For SIngapore, Jitta Ranking Top 30 made the highest return in 2020 with a 98.40% positive return, compared to STI Index that defeated a large gap of 110.61%. We also provide other 12-year historical data for Jitta Ranking Top 30 and STI Index.
- Jitta Ranking Top 30 made all-time high in 12 years with a 109.21% positive return in 2009.
- Returns of Jitta Ranking Top 30 won the market 11 years and lost only in 2018.
- Singapore was ranked the second place that Jitta Ranking Top 30 performed the highest historical returns
The United Kingdom
The first place that Jitta Ranking Top 30 performed the highest historical returns went to the United Kingdom with a 12-year average return of 25.78%, overcoming FTSE 100 at 22.59%.
- The United Kingdom is the only one market that Jitta Ranking Top 30 performed wins 12 consecutive years.
- The highest return that Jitta Ranking Top 30 performed was at a positive return of 77.95% in 2009.
- The lowest return that Jitta Ranking Top 30 performed was at a negative return of 4.43% in 2011.
- Jitta Ranking Top 30 made a negative return only in 2011 while FTSE Index showed a negative return for 5 years, including 2020.
However, it is an exception that returns of Jitta Ranking Top 30 won for the United Kingdom and it can not guarantee that the ranking can perform wins in the future.

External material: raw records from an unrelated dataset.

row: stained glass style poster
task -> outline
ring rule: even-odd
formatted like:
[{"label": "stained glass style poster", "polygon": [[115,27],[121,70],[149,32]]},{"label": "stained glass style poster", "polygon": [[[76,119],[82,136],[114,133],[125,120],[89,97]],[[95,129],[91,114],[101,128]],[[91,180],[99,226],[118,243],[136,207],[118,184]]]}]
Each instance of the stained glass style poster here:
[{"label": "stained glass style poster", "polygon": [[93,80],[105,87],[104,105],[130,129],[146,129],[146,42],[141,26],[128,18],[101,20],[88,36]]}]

As you can see, stock markets can move up and down, no exception for Jitta Ranking Top 30 as well. This is the nature of stock investment.
If you invested in line with Jitta Ranking Top 30 against FTSE 100 over the past 12 years, you need to have realistic expectations that your portfolio may make losses in some years; meanwhile, you need to be careful and adjust your investment disciplinarily in order to follow a long-term investment direction.
The Covid-19 pandemic made the stock market crash worldwide last year, but a 10-20% drop could happen and these decreasing levels were not in crisis, as you saw rebounds in the second half of 2020.
Jitta Ranking Top 30 reflected returns significantly with positive returns in most stock markets. We have a main purpose that the value investment method can help you to pass all fluctuations and inconsistencies in stock markets.
You will see your portfolio moving up and down in line with situations, but your portfolio can be stable and grow in line with stocks that you have invested in a long run. The longer you invest on Jitta Ranking Top 30 and the more opportunity you can win the stock markets.
If you are interested in the investment of Jitta Ranking Top 30, you can see stock lists of 13 markets – free of charge, just click and log in on https://www.jitta.com/, choose countries that you are interested in and buy stocks on the lists that Jitta has ordered.
Jitta hopes that 2021 will be the better year of stock investment and the Covid-19 pandemic will ease up after vaccines are distributed worldwide.